Scaling graphene down to nanoribbons is the most promising route for the implementation of this material into devices. In this context, bilayer thick graphene nanoribbons (GNRs) are of special interest, as they are expected to combine the structurally and dimensionally dependent electronic properties of a GNR (ex.: quantum confinement of charge carriers), with the unusual features of bilayer graphene, such as its electric ﬁeld tunable band gap. Hence, achieving the direct synthesis of bilayer GNRs on an insulating template, by employing a method that allows exerting control over dimensions and edge structures, would be extremely advantageous for fundamental investigations of the pristine properties of these nanostructures, as well as for applications.
Figure 1. Atomic force microscopy phase contrast image taken from a sample containing 320 nm wide bilayer GNRs.
Figure 2. Raman mapping (8x13 μm2) for the intensity of the graphene-related G peak taken from a bilayer GNR. These results illustrate the isolated and continuous nature of the GNRs. Note that for the Raman result, the width of the GNR displayed in the mapping does not correspond to its real dimension, as the spatial resolution of the Raman set-up is about 1 μm. The real width is, in this case, about 200 nm.

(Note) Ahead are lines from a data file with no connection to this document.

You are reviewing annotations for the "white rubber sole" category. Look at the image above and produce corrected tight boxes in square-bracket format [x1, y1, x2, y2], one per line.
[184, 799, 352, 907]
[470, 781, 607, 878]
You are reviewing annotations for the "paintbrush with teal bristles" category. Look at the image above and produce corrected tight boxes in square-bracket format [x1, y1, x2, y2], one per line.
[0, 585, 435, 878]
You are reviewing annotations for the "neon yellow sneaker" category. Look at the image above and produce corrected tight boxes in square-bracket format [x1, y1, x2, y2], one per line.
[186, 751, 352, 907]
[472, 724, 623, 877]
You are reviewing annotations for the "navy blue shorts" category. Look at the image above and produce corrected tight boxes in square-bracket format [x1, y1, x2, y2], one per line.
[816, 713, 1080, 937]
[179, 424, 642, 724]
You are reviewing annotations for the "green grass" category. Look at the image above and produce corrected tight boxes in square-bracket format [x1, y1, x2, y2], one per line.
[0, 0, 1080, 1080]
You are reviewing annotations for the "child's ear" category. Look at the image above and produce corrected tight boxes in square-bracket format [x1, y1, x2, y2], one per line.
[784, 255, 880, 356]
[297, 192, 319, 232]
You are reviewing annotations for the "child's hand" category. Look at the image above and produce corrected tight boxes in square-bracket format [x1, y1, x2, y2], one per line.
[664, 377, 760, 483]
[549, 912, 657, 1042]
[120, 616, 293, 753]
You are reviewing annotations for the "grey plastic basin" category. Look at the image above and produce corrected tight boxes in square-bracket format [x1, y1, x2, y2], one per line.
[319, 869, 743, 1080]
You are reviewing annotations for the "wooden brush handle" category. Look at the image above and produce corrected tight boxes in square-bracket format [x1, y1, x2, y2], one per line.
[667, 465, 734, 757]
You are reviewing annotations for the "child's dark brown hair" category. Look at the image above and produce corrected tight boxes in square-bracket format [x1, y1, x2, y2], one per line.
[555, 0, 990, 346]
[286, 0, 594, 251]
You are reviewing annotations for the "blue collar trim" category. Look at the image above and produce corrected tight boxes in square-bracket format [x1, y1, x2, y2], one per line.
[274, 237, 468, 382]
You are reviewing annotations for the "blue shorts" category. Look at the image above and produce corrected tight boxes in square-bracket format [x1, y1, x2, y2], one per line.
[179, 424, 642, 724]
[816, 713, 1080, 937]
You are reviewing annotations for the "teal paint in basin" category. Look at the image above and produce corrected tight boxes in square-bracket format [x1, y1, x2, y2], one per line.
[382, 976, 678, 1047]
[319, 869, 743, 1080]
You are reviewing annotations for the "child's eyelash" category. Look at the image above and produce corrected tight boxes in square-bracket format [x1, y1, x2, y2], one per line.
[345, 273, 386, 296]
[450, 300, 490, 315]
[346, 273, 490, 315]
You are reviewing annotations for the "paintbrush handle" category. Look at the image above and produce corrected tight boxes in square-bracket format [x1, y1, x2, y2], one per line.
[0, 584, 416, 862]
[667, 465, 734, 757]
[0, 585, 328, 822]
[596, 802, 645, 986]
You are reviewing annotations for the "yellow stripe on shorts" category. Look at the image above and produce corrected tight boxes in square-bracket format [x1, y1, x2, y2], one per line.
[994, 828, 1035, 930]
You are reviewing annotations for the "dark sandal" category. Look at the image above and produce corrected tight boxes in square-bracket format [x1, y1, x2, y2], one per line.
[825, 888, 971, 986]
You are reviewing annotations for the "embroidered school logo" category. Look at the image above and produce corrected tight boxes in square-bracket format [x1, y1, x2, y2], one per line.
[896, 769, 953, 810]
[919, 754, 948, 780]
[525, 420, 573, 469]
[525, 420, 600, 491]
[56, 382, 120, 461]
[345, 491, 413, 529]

In this work, we demonstrate a novel approach for the fabrication of isolated bilayer GNRs on SiC(0001) surfaces. It is based on the precise control of the layer-by-layer growth of graphene (via Si surface sublimation) and a simple annealing step in air. With this method, we are able to prepare μm-long bilayer GNRs exclusively over step edge regions of a SiC surface. The lateral width of the nanoribbons can be varied by changing either the temperature or time during growth. The present results open a new perspective on the tailored fabrication of bilayer graphene nanostructures for different applications in nanoelectronics.